Ding Ding! The bell goes to say our ten minutes is up, clanging like the fire alarm, and we have to get out, quick as anything, and run for our sheets to get dried with, while the next three jump into the bath.

‘What ward you in, Mashdash?’ asks Lucia.

‘None of them. We got an Isolated room,’ says Masha, because Lucia wasn’t talking to me.

‘Fuck you. Why? You infectious?’

‘Nah. We’re special. Not like you.’

‘Fuck you. I’m in Ward D. You a State kid or Family kid?’

‘State.’

‘Good. Family kids suck.’

‘Yeah. They suck. Mummy, Mummy, Mummy, I want marmalade and oranges …

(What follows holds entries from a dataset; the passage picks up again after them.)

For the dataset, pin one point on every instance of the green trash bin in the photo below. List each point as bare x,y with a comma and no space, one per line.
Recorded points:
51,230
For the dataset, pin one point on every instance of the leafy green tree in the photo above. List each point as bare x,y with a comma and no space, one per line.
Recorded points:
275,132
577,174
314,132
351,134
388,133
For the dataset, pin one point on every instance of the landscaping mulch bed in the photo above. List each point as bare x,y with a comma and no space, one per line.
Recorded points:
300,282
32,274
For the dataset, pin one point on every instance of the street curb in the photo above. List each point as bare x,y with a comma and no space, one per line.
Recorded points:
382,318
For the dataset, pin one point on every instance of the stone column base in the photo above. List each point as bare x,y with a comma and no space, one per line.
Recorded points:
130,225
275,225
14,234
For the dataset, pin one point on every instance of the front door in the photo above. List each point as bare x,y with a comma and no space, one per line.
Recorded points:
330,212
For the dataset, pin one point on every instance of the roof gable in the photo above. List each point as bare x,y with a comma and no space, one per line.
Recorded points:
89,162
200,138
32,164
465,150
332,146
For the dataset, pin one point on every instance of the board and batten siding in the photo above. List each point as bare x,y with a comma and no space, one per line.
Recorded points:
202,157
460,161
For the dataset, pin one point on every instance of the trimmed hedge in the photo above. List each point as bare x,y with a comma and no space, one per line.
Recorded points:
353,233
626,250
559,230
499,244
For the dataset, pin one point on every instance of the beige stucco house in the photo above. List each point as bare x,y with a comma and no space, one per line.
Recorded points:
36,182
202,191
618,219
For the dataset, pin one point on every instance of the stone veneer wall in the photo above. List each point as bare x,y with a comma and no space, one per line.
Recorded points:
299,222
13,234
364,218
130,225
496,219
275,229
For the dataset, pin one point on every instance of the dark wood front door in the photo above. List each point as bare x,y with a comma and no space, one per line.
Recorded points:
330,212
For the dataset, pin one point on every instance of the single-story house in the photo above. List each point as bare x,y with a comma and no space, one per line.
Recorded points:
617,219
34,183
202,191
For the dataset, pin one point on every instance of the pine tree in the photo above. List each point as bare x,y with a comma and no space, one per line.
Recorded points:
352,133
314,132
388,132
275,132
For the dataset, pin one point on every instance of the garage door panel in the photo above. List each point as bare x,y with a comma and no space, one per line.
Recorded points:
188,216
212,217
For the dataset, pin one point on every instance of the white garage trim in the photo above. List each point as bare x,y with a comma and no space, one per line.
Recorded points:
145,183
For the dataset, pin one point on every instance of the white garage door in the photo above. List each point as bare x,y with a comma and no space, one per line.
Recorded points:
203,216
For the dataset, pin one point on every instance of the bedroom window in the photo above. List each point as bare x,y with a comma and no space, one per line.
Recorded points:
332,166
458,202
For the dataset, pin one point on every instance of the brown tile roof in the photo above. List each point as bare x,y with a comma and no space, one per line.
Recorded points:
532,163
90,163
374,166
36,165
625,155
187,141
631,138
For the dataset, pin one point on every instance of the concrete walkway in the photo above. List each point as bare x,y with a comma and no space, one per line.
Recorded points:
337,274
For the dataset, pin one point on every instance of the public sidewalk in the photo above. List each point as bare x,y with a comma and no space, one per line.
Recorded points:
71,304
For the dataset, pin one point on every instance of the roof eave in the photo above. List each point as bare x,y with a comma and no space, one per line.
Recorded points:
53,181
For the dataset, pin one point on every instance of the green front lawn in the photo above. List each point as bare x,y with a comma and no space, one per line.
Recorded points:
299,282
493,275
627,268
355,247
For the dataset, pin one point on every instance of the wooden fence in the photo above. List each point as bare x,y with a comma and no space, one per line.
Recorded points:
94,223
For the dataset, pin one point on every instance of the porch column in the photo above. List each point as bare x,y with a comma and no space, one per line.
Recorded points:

‘Yeah, makes you sick. I’ll come see you tomorrow then.’ She’s dried herself in two seconds flat. Quicker even than us.

‘OK. Ask for Mashdash.’

‘See ya then.’

‘See ya.’ She hops really fast, back to the changing room, and then I see she’s got only one and a half legs.

We make four wishes because we’re bored

‘She was all right,’ Masha says, stuffing a chunk of black bread into her mouth all at once when we’re back in our room. She stole it off the plate of a little kid in the canteen and hid it down our nappy for later. We get all our bread and food weighed out on scales by the gramme. I lie back on my pillow with my leg hanging over the bed and think a bit about what we’re going to do all day, now we don’t go to school any more. It only goes up to primary school in SNIP, so now we’re eleven, it’s stopped. Aunty Nadya has other kids to work on because we can walk, and run, and climb, and if we haven’t leaked in our nappy for more than an hour, we’re allowed to ride our red tricycle round the Physio hall as a treat. It’s Masha that leaks anyway, not me. She can’t be bothered to try not to. But I do. I squeeze down there like mad. Uncle Vasya bought us the red tricycle. Apart from Marusya, it’s the best present in the world.

I try not to look at the chunk of spongy black bread because I’m starving. I know we get Fully Provided For, and I’m grateful, but I still always seem to be starving. There’s only a bit left now and Masha’s chewing away at it, looking out of the window. She never shares.

I make a steeple with my fingers and press it against my nose. I miss not learning. It’s like I’ve only just started knowing things. It’s like opening a bag of all different sweets and trying a few, then having it taken away. It’s like when we were taken away from the Window.